Gebruikers die op de verificatielink klikken, worden doorgestuurd naar een vergelijkbare inlogpagina van Amazon. De URL is achtereenvolgens samengesteld met behulp van twee verschillende URL-verkorters: WhatsApp (“l.wl(.)co”) gevolgd door qrco(.)de. Deze vormen een extra laag van verduistering en misleidende URL-beveiligingsscanners.
De neppagina is ontworpen om inloggegevens, persoonlijke informatie en creditcardgegevens te verzamelen, waarna de slachtoffers worden omgeleid naar de originele gephishte Amazon-inlogpagina. Als extra stap wordt de webpagina ontoegankelijk gemaakt vanaf hetzelfde IP-adres zodra de inloggegevens zijn gevalideerd.
Deze onthulling komt nadat onderzoekers een lek in de anti-phishingmechanismen van Microsoft 365 hebben ontdekt. Dit lek kan worden misbruikt om het risico te vergroten dat gebruikers phishingmails openen.
De methode omvat het gebruik van CSS-trucs om de “First Contact Safety Tip” te verbergen, die gebruikers waarschuwt wanneer ze e-mails ontvangen van een onbekend adres. Microsoft, dat het probleem heeft erkend, heeft nog geen oplossing uitgebracht.

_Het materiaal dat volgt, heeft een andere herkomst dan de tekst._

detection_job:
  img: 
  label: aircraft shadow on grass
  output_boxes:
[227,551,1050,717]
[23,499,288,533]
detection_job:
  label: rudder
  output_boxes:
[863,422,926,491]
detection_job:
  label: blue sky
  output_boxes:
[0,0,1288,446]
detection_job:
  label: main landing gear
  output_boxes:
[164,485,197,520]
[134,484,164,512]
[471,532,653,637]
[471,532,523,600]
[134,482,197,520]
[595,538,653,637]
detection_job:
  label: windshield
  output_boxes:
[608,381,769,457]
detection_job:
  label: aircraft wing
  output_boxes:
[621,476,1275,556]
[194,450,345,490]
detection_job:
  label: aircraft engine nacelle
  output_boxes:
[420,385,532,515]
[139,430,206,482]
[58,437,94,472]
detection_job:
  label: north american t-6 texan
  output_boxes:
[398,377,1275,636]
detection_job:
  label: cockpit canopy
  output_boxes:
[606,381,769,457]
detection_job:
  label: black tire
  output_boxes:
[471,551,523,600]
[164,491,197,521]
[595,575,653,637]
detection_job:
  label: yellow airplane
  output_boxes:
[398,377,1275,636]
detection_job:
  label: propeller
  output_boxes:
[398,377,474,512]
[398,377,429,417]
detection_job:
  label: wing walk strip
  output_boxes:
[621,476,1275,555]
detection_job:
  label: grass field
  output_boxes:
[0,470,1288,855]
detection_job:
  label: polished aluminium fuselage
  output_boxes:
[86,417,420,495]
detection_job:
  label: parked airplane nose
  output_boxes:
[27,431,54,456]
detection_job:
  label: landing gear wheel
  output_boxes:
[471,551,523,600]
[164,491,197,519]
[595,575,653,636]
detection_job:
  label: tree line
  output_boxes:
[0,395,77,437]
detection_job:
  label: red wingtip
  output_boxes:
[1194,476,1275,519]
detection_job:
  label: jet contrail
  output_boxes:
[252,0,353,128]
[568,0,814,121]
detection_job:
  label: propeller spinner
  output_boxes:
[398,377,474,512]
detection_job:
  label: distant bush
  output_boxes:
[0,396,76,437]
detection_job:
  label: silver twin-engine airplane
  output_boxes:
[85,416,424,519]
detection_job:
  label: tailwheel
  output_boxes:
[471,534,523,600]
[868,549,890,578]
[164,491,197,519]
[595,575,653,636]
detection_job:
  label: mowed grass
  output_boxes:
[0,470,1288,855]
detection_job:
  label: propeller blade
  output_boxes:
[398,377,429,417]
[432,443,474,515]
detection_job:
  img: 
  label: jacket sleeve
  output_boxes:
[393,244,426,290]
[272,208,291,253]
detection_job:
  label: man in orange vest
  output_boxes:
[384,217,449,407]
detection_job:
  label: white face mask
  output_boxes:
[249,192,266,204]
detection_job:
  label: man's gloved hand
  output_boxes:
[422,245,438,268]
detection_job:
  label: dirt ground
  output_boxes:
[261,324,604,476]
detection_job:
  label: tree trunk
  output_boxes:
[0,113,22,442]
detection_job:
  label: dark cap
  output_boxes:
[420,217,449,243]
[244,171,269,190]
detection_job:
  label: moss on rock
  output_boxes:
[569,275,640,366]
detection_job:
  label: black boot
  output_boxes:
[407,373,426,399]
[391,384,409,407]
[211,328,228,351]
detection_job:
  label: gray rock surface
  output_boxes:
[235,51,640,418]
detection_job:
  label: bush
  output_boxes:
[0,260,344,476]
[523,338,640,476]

“De First Contact Safety Tip wordt toegevoegd aan de body van een HTML-e-mail, wat betekent dat het mogelijk is om de manier waarop deze wordt weergegeven te wijzigen door middel van CSS-stijltags,” aldus de Oostenrijkse cybersecurity-organisatie Certitude. “We kunnen dit nog een stap verder brengen en de iconen spoofen die Microsoft Outlook toevoegt aan e-mails die zijn versleuteld en/of ondertekend.”